In my view, the admissibility of AI-generated evidence should not depend solely upon technological sophistication. It should depend upon whether the evidence satisfies the fundamental legal principles that have long governed judicial proceedings: authenticity, reliability, transparency, and fairness. These principles exist not to resist innovation but to protect the integrity of the justice system itself.

The future of evidence law in India will likely involve increasing interaction between human judgment and artificial intelligence. However, trust cannot be automated. Before AI-generated evidence is permitted to influence legal outcomes, courts must ensure that such evidence can withstand the same level of scrutiny applied to traditional forms of proof. The pursuit of justice demands nothing less.

Ultimately, the question is not whether artificial intelligence will enter Indian courtrooms. It already has. The more important question is whether the legal system can develop safeguards that allow innovation to coexist with due process, ensuring that technological advancement strengthens justice rather than undermines it.

 

FAQS

Q1. What is AI-generated evidence?

AI-generated evidence refers to information, images, videos, audio recordings, transcripts, analyses, or other materials that are created, modified, enhanced, or interpreted using artificial intelligence systems.

 

Q2. Is AI-generated evidence admissible in Indian courts?
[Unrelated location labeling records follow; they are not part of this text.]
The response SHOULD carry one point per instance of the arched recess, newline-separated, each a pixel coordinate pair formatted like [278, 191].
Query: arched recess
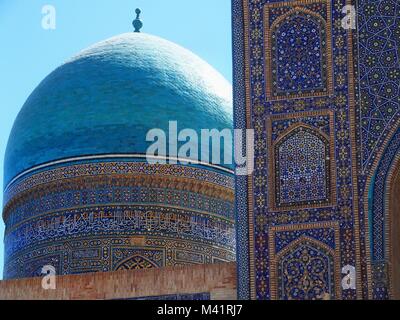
[306, 270]
[302, 168]
[383, 222]
[136, 262]
[298, 56]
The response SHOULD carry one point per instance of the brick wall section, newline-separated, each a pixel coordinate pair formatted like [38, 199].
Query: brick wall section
[217, 279]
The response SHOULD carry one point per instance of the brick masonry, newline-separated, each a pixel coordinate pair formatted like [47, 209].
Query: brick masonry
[218, 279]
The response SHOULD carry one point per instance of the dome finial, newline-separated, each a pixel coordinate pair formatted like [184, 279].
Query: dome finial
[137, 23]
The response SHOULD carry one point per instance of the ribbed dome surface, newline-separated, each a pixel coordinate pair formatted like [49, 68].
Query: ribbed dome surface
[106, 99]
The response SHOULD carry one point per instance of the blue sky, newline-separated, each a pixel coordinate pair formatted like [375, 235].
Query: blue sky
[28, 52]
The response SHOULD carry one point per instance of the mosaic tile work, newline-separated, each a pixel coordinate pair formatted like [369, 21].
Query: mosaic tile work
[298, 48]
[82, 218]
[356, 117]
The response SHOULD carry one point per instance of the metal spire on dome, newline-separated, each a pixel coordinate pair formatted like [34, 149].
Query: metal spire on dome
[137, 23]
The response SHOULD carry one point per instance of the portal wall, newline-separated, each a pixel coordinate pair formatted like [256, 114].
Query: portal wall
[323, 101]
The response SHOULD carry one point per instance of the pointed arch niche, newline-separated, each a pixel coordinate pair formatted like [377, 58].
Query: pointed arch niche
[298, 51]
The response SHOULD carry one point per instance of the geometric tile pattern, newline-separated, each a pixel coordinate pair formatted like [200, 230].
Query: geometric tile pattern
[116, 216]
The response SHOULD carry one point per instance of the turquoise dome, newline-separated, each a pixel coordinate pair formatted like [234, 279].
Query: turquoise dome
[105, 100]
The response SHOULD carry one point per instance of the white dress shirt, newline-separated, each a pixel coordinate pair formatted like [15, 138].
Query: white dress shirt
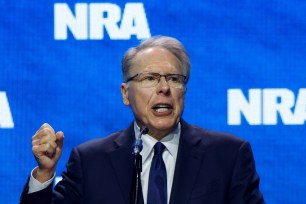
[171, 142]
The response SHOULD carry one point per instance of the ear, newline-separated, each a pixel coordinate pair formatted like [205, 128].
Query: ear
[124, 93]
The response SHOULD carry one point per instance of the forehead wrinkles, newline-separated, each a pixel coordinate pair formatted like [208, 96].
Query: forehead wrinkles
[154, 58]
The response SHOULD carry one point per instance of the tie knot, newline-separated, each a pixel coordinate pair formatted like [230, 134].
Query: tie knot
[159, 148]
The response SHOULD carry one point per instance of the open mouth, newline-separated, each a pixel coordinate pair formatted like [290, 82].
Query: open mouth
[162, 108]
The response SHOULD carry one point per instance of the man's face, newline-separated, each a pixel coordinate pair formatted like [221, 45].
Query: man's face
[159, 107]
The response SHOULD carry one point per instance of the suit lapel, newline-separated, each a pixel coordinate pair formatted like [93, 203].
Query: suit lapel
[188, 162]
[122, 161]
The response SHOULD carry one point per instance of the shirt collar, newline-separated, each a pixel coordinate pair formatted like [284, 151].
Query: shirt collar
[170, 141]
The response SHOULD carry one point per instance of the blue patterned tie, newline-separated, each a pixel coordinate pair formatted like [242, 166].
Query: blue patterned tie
[157, 190]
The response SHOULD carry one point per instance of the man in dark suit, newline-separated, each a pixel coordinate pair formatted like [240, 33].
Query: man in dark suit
[194, 165]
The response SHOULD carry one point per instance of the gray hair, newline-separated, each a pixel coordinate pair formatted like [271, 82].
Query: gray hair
[171, 44]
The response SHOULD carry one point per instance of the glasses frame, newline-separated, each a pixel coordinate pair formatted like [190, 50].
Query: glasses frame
[166, 76]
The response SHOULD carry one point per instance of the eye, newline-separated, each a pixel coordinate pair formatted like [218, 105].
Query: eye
[174, 78]
[149, 77]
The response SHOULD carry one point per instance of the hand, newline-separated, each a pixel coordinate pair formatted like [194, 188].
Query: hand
[47, 149]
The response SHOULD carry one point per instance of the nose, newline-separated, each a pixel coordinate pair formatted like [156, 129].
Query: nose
[163, 86]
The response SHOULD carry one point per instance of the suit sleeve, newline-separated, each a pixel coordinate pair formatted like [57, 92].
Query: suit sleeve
[245, 181]
[68, 190]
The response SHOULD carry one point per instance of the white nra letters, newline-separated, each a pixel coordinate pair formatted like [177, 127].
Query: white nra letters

Indian law does not currently contain specific provisions dealing exclusively with AI-generated evidence. Its admissibility would generally depend upon existing rules governing electronic evidence, authenticity, reliability, and compliance with evidentiary requirements.

 

Q3. Why is AI-generated evidence controversial?

AI-generated evidence raises concerns regarding deepfakes, fabricated content, algorithmic bias, lack of transparency, and difficulties in verifying authenticity and accuracy.

 

Q4. What is the biggest challenge associated with AI-generated evidence?

The primary challenge is ensuring that the evidence is reliable, authentic, and capable of being independently verified before it influences judicial decisions.

 

Q5. Can artificial intelligence replace judges in evaluating evidence?

No. Artificial intelligence may assist legal processes, but judicial decision-making ultimately requires human judgment, legal reasoning, and procedural fairness that cannot currently be replaced by automated systems.